I offer this to the world, for free, no strings attached. In fact, because of the Creative Commons license on it (described below) you are free to take the files and do whatever you want with them as long as you comply. Be aware of the following caveats with this dictionary:
1: This is a machine generated translation from various online sources. There is no guarantee of correctness for any given term. I did find and scrub some bogus racist translations that have been put into some online repositories, and there may be other erroneous or malicious terms submitted that have ended up in this dictionary. I warrantee nothing and can pretty much say there are some translations or source words that can offend delicate sensibilities. Over time I might try to find ways to improve this file, continue to fill out the dictionary word list and maybe even improve the translations that are already there. Keep watching this blog for future revisions.
2: There are still formatting issues for the dictionary popup lookup. While you will see your term first in the list, it will not stop at the following term. Any feedback on how to engineer the source files to make this work correctly can be sent to firstname.lastname@example.org or left as a comment on this post.
3: This book is offered with a Creative Commons license: BY-NC-SA For the required attribution, please provide a link to http://www.evilgeniuschronicles.org
4: This is a word-by-word dictionary, so you won’t get a translation for idiomatic phrases. That’s a downside. An upside is that because this was done word by word from frequency lists, conjugated Spanish verbs get their own entry and each get translated individually.
I’m glad to get any feedback on this dictionary, particularly on point #2. If anyone can describe how to reformat the HTML input files to make the dictionary popups not run together, I’d be highly appreciative. Beyond that, roll and have fun with it and let me know how it works for you. If someone can point me to directions on how to turn these source files into the equivalent version for the Nook, I’d be happy to publish that as well, although I’ll need volunteers to help me test it.
For me, I’m off to take another crack at Don Quixote.

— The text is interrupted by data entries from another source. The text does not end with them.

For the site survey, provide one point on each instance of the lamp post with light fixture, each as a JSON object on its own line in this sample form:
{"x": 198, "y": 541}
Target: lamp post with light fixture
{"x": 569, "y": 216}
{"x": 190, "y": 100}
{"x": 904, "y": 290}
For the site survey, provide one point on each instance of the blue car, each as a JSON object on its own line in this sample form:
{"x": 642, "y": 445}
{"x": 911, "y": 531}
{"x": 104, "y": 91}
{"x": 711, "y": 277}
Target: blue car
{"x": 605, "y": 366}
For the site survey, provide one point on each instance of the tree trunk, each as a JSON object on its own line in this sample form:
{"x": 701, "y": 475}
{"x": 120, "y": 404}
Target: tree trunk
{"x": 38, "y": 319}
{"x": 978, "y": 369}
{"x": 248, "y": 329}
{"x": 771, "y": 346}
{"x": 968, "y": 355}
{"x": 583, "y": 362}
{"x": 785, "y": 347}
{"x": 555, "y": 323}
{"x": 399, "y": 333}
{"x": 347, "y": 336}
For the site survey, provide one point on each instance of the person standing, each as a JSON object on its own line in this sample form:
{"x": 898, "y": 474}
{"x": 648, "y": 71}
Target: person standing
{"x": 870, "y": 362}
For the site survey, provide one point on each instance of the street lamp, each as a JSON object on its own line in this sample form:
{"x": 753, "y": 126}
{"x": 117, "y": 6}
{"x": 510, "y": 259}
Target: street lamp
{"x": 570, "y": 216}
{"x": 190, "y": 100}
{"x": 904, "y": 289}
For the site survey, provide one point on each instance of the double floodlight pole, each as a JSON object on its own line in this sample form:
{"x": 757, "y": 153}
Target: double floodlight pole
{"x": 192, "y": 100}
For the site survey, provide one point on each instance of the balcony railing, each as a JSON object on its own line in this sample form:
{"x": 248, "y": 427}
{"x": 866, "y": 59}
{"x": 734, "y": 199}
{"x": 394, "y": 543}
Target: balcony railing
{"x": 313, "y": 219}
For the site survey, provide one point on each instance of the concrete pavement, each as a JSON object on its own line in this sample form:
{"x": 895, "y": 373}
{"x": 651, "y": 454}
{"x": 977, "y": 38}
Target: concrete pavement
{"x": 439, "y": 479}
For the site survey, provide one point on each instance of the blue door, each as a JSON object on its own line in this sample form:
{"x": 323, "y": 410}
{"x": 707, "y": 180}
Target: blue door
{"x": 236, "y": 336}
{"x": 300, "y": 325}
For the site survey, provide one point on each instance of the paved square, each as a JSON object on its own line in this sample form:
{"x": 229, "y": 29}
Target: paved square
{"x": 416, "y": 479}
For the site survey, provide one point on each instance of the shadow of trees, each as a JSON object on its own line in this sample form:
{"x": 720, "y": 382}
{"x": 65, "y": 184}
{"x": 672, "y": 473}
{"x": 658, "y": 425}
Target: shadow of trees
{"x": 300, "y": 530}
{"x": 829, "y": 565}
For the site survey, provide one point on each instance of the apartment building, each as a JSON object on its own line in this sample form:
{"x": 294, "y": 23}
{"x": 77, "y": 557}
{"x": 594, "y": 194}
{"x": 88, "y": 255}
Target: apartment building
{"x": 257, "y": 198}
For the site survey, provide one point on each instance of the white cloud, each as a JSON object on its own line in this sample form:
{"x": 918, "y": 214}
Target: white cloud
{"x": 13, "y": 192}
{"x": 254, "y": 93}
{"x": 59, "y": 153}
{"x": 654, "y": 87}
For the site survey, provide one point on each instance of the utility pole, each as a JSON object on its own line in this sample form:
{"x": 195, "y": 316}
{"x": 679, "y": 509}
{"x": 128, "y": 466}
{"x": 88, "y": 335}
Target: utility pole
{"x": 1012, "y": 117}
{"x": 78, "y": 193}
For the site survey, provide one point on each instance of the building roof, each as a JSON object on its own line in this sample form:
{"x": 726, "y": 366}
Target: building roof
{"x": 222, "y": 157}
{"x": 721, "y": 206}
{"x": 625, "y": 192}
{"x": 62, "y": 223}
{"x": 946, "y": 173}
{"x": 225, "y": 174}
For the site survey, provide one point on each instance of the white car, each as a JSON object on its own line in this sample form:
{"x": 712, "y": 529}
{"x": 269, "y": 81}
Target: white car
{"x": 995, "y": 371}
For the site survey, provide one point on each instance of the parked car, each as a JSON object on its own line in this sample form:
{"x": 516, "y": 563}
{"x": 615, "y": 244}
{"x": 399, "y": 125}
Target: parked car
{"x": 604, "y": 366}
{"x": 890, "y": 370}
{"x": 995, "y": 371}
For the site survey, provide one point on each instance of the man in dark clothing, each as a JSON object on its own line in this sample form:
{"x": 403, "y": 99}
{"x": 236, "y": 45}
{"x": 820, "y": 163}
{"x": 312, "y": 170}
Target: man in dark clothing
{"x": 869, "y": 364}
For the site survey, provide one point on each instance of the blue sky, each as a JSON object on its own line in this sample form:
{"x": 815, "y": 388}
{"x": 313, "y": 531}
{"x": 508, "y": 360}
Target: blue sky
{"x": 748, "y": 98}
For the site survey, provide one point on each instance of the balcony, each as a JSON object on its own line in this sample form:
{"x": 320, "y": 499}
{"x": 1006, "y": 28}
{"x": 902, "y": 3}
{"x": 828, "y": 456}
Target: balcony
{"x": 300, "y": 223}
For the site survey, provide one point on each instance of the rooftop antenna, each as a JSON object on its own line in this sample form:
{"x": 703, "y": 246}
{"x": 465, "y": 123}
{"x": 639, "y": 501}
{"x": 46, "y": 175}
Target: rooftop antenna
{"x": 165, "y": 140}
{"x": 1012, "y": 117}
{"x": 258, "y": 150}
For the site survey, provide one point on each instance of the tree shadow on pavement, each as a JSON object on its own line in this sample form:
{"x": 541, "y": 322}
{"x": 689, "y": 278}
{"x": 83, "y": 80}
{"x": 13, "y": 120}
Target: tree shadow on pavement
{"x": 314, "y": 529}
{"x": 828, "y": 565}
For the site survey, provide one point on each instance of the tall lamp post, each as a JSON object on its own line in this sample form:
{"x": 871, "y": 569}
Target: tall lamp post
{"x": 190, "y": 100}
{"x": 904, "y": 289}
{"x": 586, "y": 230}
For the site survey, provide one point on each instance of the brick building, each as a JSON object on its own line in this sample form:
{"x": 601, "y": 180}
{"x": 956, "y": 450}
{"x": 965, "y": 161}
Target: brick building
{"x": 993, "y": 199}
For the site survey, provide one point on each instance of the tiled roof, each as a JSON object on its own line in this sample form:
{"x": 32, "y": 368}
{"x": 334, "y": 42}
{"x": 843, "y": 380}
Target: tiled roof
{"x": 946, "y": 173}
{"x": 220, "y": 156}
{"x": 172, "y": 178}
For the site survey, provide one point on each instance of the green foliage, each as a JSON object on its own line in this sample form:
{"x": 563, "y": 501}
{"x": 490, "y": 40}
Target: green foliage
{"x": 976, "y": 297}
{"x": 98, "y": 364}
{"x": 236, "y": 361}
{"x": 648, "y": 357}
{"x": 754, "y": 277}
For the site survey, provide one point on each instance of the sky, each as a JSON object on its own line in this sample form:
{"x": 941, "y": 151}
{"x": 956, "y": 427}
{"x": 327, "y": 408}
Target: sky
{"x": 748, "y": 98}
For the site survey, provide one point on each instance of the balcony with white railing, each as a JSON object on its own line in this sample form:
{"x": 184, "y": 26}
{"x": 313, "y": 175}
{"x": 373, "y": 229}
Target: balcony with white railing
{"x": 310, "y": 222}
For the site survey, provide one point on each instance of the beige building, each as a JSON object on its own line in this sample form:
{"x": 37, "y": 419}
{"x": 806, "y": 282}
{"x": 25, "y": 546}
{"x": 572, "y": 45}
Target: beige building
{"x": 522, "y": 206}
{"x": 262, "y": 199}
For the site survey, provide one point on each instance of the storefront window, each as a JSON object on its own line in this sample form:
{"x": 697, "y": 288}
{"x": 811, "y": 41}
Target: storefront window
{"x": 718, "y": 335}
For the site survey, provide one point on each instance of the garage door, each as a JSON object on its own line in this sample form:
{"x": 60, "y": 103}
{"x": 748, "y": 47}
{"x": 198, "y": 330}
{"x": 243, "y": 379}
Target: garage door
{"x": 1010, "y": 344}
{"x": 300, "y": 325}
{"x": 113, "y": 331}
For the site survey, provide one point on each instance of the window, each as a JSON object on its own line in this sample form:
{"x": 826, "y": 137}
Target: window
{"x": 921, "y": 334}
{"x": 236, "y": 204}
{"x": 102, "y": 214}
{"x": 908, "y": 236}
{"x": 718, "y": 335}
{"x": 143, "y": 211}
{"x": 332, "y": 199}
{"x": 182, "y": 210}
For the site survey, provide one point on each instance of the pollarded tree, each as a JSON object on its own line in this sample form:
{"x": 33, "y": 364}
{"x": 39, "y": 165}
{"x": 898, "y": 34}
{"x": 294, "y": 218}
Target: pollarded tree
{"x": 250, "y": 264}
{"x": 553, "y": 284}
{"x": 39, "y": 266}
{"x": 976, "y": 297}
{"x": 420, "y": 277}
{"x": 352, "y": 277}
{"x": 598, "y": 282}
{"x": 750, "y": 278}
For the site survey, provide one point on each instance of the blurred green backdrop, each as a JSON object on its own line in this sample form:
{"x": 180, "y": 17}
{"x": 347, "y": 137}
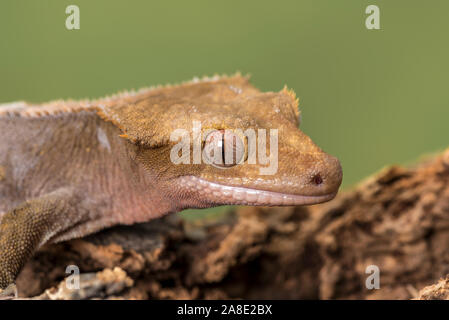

[Update 2011/12/01] The long asked for source files have been committed to this repository at github. I don’t blame you if you can’t make heads nor tails of that as it stands, I certainly couldn’t. At my next available opportunity, I will document the process and try to improve the scripts. No timetable is promised nor implied, mileage may vary, secure your own mask before helping others.
Also, if you want to say thank you for this I ask for nothing other than clicking the Amazon ad in the upper right corner of this blog before you make a purchase sometime. It costs you nothing and kicks a few affiliate percentage points back my way. Thank you.
[Update 2012/05/11] Marc Sturm is the first person I know of to make a modification to this dictionary. He figured out how to make it work with the newer Kindles and has published his version. If you have a Kindle 3 or greater, I’d recommend using his version.